Central Freight ranks No. 82 on the Transport Topics Top 100 list of the largest for-hire carriers.
Concern for protecting drivers’ privacy would factor into his carrier’s review of EVR, said Don Osterberg, senior vice president of safety, security and driver training for Schneider National Inc., Green Bay, Wis.
“When considering the addition of a new device, we heavily weigh a technology’s risk to drivers’ privacy and freight security,” he said. “We would take these same factors into consideration for this technology.”

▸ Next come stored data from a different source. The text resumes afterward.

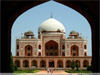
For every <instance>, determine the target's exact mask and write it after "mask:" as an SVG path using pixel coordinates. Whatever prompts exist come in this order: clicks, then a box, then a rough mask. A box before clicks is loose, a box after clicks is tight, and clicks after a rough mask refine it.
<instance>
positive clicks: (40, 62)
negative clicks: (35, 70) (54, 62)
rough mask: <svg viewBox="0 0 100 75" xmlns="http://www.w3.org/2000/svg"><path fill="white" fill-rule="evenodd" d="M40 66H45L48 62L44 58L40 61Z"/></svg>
mask: <svg viewBox="0 0 100 75" xmlns="http://www.w3.org/2000/svg"><path fill="white" fill-rule="evenodd" d="M40 67H42V68H45V67H46V62H45V61H44V60H42V61H41V62H40Z"/></svg>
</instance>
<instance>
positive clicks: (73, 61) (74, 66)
mask: <svg viewBox="0 0 100 75" xmlns="http://www.w3.org/2000/svg"><path fill="white" fill-rule="evenodd" d="M71 68H72V69H73V70H74V68H75V62H74V60H72V66H71Z"/></svg>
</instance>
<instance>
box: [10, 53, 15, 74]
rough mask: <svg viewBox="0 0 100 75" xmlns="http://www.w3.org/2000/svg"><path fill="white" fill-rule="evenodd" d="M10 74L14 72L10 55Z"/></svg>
mask: <svg viewBox="0 0 100 75" xmlns="http://www.w3.org/2000/svg"><path fill="white" fill-rule="evenodd" d="M10 59H11V60H10V67H11V68H10V72H11V73H13V72H14V63H13V56H12V54H11V56H10Z"/></svg>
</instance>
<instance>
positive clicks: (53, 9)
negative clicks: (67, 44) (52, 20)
mask: <svg viewBox="0 0 100 75" xmlns="http://www.w3.org/2000/svg"><path fill="white" fill-rule="evenodd" d="M51 13H52V16H53V18H54V19H56V20H58V21H60V22H61V23H62V24H63V25H64V27H65V30H66V38H67V37H68V35H69V33H70V32H71V31H72V30H75V31H76V32H79V33H82V35H81V36H82V37H83V38H85V39H87V40H88V41H87V43H88V46H87V47H88V56H91V55H92V53H91V52H92V48H91V45H92V44H91V42H92V40H91V27H90V24H89V22H88V21H87V20H86V18H85V17H84V16H82V15H81V14H80V13H79V12H77V11H76V10H74V9H72V8H70V7H67V6H65V5H63V4H60V3H57V2H55V1H48V2H45V3H43V4H40V5H38V6H35V7H33V8H31V9H29V10H27V11H25V12H24V13H23V14H21V15H20V16H19V17H18V18H17V19H16V20H15V22H14V23H13V27H12V30H11V33H12V35H11V52H12V55H13V56H15V52H16V39H18V38H21V36H23V35H22V33H25V32H27V31H30V30H31V31H32V32H33V33H34V35H35V37H36V38H37V36H38V28H39V26H40V24H41V23H42V22H44V21H45V20H47V19H49V18H50V17H51Z"/></svg>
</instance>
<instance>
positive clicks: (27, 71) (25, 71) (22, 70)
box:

Schneider ranks No. 9 on the Transport Topics Top 100 list of the largest for-hire carriers.
Implementation of the EVR system generated $14 million in additional registration fees for the government of Bermuda, helped by a massive publicity campaign that preceded the launch. Even so, residents who didn’t get the message ended up paying the government more than $267,000 in fines in the first three months the system was online.
While U.S. states could see similar gains, McGraw acknowledged that the required infrastructure is a “fundamental drawback.”
In fact, any RFID-based programs may not catch on until the tags are standard equipment on new trucks, said Paul Menig, chief engineer for mechatronics for Daimler Trucks North America, Portland, Ore.
“We believe that RFID tag technology should be synchronized with the vehicle, either as standard or optional original equipment or as an approved aftermarket solution,” he said. “Many aftermarket systems in use today are not reviewed by vehicle OEMs and are causing problems in the field.”
Before the industry embraces EVR — or any other large-scale RFID system — it should settle first on technology standards, he said.
“A comprehensive [Society of Automotive Engineers] standard covering RFID system design standards would be a good first step,” Menig said.
Design issues such as these can delay new technologies, but TransAm Trucking’s Droescher said he believes that, if EVR is fully deployed, it would merely reflect
other technological advances that already have happened in related areas.
“We like working with every state agency where we can do our filings online, so I think this would be very beneficial in the same way,” he said.